At the same time, I'd been taking a lot of mathematics and computer science courses at school, and so when I realised that the Yard had a substantial online presence, I decided to do some snooping. I stole Dad's National Security number and used it to access the Yard as him. His personal questions were easy to answer, and soon I had a record of all of his interactions and requests to the Yard. They were, to my surprise, encrypted, but using a simple Playfair cipher that I cracked in half an hour.
And there is was, in white-on-black on my screen. The reason for the return of the mom-bot.
'It does not make pasta correctly. It consistently adds the sauce to the pasta instead of the pasta to the sauce.'
Below that was a question from the Yard: 'Requested action?'
And Dad's reply: 'Destruction. This is a crime against humanity.'
I laughed, and then stopped, and then laughed again. Surely this was ridiculous? No-one requested destruction of a mom-bot, let alone for the way it made pasta! Then I wondered; why on earth had the Yard complied with Dad's request? A mom-bot was an expensive piece of equipment; most families spent years paying for theirs, it was like a mortgage. All the upgrades came at a cost too, to have a truly up-to-date mom-bot required a high-paying job and a willingness to make personal sacrifices. Dad was just... what was Dad? I suddenly realised I had no idea what Dad did for a living.

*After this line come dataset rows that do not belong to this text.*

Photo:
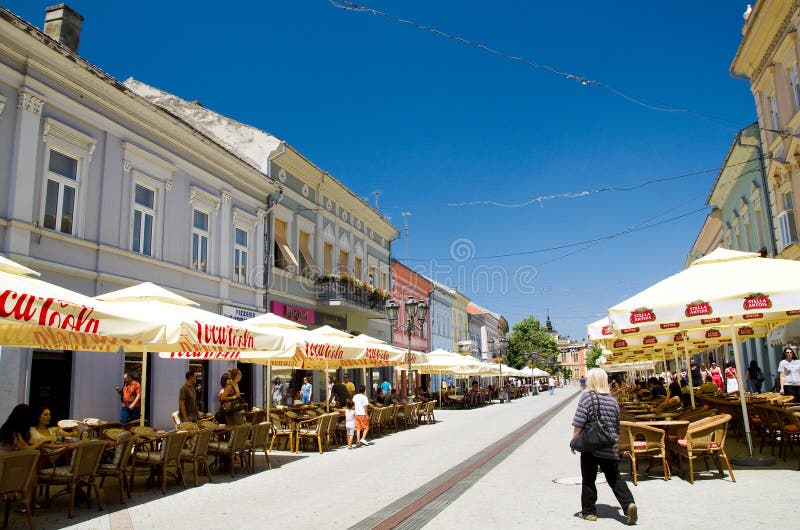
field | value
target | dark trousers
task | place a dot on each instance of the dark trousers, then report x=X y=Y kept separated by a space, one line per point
x=610 y=469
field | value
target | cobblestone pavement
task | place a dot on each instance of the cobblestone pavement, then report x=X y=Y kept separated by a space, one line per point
x=504 y=464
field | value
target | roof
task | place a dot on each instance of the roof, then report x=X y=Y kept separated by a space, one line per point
x=252 y=145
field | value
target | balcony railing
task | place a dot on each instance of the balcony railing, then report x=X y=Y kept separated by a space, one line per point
x=787 y=228
x=345 y=291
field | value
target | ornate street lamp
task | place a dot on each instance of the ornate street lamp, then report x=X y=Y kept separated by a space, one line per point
x=415 y=318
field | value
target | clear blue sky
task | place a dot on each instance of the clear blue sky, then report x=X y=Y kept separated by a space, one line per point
x=430 y=122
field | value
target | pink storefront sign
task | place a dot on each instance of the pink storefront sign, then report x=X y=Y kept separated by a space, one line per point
x=292 y=312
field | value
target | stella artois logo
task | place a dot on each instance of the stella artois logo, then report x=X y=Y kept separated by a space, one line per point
x=641 y=315
x=757 y=301
x=698 y=308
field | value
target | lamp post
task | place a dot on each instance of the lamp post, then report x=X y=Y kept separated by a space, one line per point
x=415 y=318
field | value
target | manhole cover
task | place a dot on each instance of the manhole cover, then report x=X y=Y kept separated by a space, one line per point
x=576 y=481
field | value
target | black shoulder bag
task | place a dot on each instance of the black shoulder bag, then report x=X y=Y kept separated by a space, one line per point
x=594 y=434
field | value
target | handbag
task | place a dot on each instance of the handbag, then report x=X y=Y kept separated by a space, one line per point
x=594 y=434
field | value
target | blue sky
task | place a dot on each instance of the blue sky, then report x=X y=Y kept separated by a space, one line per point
x=432 y=122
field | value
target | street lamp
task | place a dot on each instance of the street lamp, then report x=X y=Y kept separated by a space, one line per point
x=415 y=318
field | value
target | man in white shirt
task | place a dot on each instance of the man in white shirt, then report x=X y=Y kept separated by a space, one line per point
x=361 y=403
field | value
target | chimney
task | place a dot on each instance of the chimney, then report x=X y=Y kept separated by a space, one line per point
x=62 y=23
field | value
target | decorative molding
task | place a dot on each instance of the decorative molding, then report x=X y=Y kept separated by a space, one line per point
x=780 y=34
x=30 y=102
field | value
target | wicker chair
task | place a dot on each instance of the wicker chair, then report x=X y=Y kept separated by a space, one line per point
x=17 y=471
x=197 y=453
x=80 y=471
x=168 y=456
x=258 y=441
x=235 y=446
x=118 y=468
x=705 y=438
x=637 y=440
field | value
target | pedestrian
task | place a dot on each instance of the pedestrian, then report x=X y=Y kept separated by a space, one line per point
x=755 y=377
x=231 y=399
x=731 y=382
x=131 y=396
x=361 y=404
x=789 y=372
x=349 y=422
x=187 y=399
x=607 y=459
x=305 y=391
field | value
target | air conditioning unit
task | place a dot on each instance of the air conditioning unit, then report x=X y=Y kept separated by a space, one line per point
x=787 y=229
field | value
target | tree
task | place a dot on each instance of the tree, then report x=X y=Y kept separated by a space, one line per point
x=592 y=356
x=529 y=336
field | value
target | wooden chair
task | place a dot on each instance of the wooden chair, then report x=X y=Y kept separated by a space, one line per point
x=705 y=438
x=17 y=471
x=81 y=471
x=161 y=460
x=637 y=440
x=197 y=453
x=279 y=430
x=258 y=441
x=315 y=428
x=235 y=446
x=118 y=468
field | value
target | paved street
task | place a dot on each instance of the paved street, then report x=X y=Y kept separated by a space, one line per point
x=472 y=469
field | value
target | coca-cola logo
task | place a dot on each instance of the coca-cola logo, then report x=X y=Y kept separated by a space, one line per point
x=641 y=315
x=757 y=301
x=698 y=308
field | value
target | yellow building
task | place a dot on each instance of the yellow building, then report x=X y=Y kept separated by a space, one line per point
x=768 y=59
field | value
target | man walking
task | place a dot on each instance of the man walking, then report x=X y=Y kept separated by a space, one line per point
x=187 y=399
x=361 y=403
x=131 y=397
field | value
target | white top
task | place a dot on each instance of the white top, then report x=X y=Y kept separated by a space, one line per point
x=791 y=371
x=360 y=401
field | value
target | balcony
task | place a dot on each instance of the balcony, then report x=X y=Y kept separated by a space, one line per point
x=332 y=289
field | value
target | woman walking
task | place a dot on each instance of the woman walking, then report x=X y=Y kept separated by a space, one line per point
x=597 y=399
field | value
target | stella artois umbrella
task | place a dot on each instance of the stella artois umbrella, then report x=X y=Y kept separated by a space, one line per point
x=725 y=290
x=38 y=314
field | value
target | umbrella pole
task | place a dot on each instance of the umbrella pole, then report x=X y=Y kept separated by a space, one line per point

Well, I was in his files, all I had to do was call up the personal identity section, which I did. And then I turned the computer off, opened up the case and pulled the memory chips from the board and hacked them apart with scissors. There was no way I wanted any proof I'd looked at Dad's account to be anywhere, even if meant not being able to do my homework until I'd replaced the chips.
At dinner that evening, my brother served up the meal with a smile on his face.
"Pasta!" he said, "Just like mom-bot used to make."
I couldn't bring myself to look at Dad's face, but I heard him whisper, so quietly that he thought we wouldn't hear, "Oh dear, oh dear."